I noticed that in the settings on 1ClickDVDCopy you can specify teh “working Directory”…it was by default set to C:, and I figured that if my destnation folder is my F: partition, then shouldn’t my working directory be on F: to shorten or reduce the need to go back and forth between partitions C: and F: ???

Does this sound right to anyone?


#7

Where did the F: partition spring from as you originally wrote about C/D/E?

However,if my theories were correct then doing this should make a positive difference. Give it a try as you’ve nothing to lose.


#8

Oops…you’re right…I actually have 4 partitions and have selected the F: partition as the Video edit one…does this make things worse…I mean having the very last partition dedicated to DVD copying?


#9

generaly the last partition is situated at the end of the HDD that will mean that the transfer and acces time is a bit worse there.
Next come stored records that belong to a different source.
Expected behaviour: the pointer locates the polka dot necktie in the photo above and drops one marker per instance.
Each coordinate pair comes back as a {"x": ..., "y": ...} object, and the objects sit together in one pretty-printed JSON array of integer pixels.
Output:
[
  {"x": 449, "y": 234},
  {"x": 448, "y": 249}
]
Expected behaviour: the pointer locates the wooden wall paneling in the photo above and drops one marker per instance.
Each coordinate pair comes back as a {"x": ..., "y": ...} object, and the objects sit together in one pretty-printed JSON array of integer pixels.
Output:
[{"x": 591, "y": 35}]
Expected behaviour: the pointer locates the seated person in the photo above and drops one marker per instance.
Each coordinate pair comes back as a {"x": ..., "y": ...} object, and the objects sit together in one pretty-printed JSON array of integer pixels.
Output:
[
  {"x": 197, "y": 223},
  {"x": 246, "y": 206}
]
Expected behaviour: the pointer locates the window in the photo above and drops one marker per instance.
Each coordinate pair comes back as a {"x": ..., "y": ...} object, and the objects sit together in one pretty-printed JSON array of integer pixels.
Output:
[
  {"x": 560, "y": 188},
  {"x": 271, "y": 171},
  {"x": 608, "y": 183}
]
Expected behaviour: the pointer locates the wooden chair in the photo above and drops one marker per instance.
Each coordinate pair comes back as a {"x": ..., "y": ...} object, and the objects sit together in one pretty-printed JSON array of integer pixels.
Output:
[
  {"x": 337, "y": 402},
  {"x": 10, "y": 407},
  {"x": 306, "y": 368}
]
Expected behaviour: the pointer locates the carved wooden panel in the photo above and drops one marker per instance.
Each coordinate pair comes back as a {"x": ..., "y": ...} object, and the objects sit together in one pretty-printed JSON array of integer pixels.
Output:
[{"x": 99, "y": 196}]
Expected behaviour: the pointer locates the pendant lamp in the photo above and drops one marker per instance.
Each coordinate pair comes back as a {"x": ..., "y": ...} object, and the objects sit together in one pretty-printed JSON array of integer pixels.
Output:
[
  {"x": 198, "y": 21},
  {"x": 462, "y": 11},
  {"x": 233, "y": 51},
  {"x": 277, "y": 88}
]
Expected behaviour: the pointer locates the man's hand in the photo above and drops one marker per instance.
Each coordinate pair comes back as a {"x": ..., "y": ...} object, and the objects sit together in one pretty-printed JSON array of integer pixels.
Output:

Try testing the partitions transfer speed and look at the results
(using HDtouch or nero)


#10

I think Andrei is correct. I guess he must be as this is what I’ve been saying anyway.
It’s going to be the continual switching from the C Drive , where your OS & Apps are to the F drive. That represents the greatest possible head movement for the HD & that is BAD news.
With 1 HD the most I’d have would be 2 partitions. Maybe 40gb for the OS & 120GB for the rest & set all your working (temp) directories to the second partition along with where your final results would be.
With a decent system that you have go buy another 160GB Sata HD & run 1 partition per disk.


#11

Partitioning is no longer a good idea under Windows. It just makes the drive work harder (seeking from one end to the other).


#12

Is it now possible to re-partition safely rather than having to re-format the HDD? Some sort of application perhaps? Maybe even a windows xp feature?

Last night it took areound 17mins to backup Cold Mountain with 1ClickDVDCopy which required around 20% compression. Is that normal…slow…fast???


#13

If that is the entire process from reading the disc to compressing the data to burning the disc, that is great.


#14

Nahhh, thats just to read and compress and store on HDD…writing would add around 12 mins to that I suppose…maybe a little less.


#15

Ok two answers:

Yeah 17 minutes is fine. :slight_smile:

And… yes you can repartition on the fly, using Partition Magic.


#16

What if the partitions that I want to re-partition only contain data (ie, no system software, just documents) ? Could I use fdisk?


#17

they all got picked up under DMA right?